Consolidated from the above, here are some things to look out for when reviewing a tenancy lease. Remember, this is probably your one and only shot at having any leverage over the terms and conditions.

  • Necessary clause to allow company activities, if applicable
  • Verify agency fees, though you should have this established in advance
  • Look for clauses on “media” costs. What is included – electricity?
  • How is media cost calculated, what evidence will be shown to you and how regularly
  • Where will meter readings be recorded, especially on day one, you are not liable for anything from before your lease commencement
  • What is the lease commence date, if you have a partial month is it calculated pro-rata
  • Are there any lease conditions on cleaning, beware clauses mandating commercial cleaning on return, if it is not commercially cleaned when you move in
  • If there are no clauses specifically saying you cannot use the deposit to pay the last month’s rent, keep your mouth shut about it
  • If there is a clause saying you can’t use the deposit, press for information on where the deposit will be held and make sure you are satisfied with the answer
  • Look for contractual guarantee of return time on deposit. If it’s not there, ask to have it added
  • Organise that you will record the condition of the place and make photos available to them
  • Look for clauses about maintenance, if there are any asking for the tenant to take responsibility, you should either push to get them removed, or make sure you are paying under the average price to compensate.
  • How many sets of keys will you get, and is it written down
  • If you have seen anything around the place you would like to improve, it might be a good time to agree on partial payment, e.g., “you buy the paint, I’ll paint the walls”. Not because you are reviewing the lease, more because it could be the one time they have a nicey-face on while trying to get you to sign.

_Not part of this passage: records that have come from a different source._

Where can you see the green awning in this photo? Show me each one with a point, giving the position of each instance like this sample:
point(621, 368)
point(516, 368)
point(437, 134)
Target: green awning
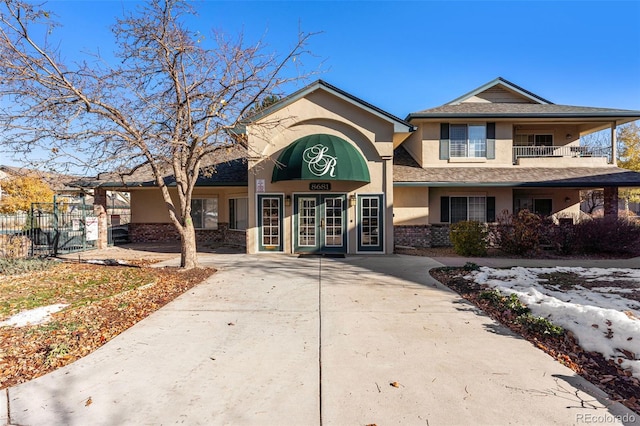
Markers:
point(321, 157)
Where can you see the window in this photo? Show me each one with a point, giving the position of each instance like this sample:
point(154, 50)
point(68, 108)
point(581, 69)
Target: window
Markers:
point(477, 208)
point(467, 141)
point(238, 214)
point(533, 140)
point(204, 213)
point(270, 222)
point(540, 206)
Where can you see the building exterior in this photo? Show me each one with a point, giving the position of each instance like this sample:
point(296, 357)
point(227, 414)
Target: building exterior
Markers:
point(326, 172)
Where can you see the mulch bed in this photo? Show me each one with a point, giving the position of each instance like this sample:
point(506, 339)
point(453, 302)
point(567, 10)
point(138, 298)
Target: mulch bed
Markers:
point(619, 384)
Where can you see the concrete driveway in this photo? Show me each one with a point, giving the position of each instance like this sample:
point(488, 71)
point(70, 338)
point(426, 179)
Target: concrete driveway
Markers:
point(280, 340)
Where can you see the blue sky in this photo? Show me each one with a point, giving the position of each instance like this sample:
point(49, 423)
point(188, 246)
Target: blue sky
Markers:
point(405, 56)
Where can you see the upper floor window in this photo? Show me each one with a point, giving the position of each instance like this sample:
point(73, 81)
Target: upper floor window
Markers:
point(467, 140)
point(533, 140)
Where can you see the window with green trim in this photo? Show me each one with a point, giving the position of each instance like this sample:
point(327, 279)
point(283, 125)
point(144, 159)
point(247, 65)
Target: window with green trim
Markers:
point(204, 213)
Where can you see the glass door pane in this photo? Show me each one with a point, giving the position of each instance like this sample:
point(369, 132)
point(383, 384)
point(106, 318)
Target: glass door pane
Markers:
point(333, 226)
point(307, 222)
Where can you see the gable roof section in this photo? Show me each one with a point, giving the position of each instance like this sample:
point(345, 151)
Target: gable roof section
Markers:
point(399, 125)
point(501, 82)
point(406, 172)
point(536, 107)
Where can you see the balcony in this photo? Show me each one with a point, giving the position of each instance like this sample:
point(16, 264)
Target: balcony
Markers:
point(561, 155)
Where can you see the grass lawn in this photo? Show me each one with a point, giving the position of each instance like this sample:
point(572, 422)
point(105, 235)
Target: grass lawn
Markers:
point(102, 301)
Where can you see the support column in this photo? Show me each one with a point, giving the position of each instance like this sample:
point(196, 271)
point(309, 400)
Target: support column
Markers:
point(614, 144)
point(100, 211)
point(611, 201)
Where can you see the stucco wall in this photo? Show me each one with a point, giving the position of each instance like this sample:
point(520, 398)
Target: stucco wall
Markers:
point(411, 205)
point(321, 112)
point(148, 206)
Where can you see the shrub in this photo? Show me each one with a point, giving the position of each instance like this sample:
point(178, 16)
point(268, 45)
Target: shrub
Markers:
point(561, 237)
point(522, 313)
point(540, 325)
point(521, 233)
point(20, 266)
point(469, 238)
point(608, 235)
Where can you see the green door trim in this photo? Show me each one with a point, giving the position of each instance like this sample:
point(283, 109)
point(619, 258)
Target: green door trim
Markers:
point(320, 223)
point(270, 219)
point(370, 222)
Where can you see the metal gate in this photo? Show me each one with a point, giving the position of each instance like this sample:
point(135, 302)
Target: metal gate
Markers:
point(59, 227)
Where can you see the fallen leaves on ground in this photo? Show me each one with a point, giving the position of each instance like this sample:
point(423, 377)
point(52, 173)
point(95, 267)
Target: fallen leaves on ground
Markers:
point(105, 301)
point(615, 381)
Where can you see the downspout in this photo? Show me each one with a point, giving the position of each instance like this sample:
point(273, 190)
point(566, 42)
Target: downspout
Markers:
point(614, 144)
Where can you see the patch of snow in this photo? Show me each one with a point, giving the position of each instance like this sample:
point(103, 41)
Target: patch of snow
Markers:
point(604, 323)
point(109, 262)
point(35, 316)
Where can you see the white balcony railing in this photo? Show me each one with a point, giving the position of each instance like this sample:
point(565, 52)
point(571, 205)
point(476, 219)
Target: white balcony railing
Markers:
point(559, 151)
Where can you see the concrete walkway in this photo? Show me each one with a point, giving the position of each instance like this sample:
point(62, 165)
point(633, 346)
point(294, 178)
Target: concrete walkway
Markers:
point(279, 340)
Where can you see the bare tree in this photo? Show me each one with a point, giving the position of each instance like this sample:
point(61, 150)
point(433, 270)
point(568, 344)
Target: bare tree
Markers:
point(168, 104)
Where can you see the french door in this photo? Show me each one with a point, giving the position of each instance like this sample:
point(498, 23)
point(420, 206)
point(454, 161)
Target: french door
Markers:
point(319, 223)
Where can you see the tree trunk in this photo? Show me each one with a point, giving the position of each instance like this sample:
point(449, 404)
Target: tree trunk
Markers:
point(188, 252)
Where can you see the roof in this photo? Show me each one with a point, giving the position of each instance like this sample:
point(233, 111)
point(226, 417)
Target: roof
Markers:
point(514, 110)
point(521, 104)
point(406, 172)
point(506, 84)
point(400, 125)
point(58, 182)
point(228, 169)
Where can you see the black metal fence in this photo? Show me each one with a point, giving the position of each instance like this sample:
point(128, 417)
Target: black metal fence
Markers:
point(49, 229)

This list is not the be-all and end-all, you’ll also need to check all of the general conditions.

That’s about all. At 3000+ words it’s truly been a mega-article, and even the Google crawler might have not made it this far through.

If you take at least one thing away from this article, it’s been worth it. We’d love to hear from you, especially if there is something in here that helped you out.

Best of luck and I hope you enjoy your new life in Poland!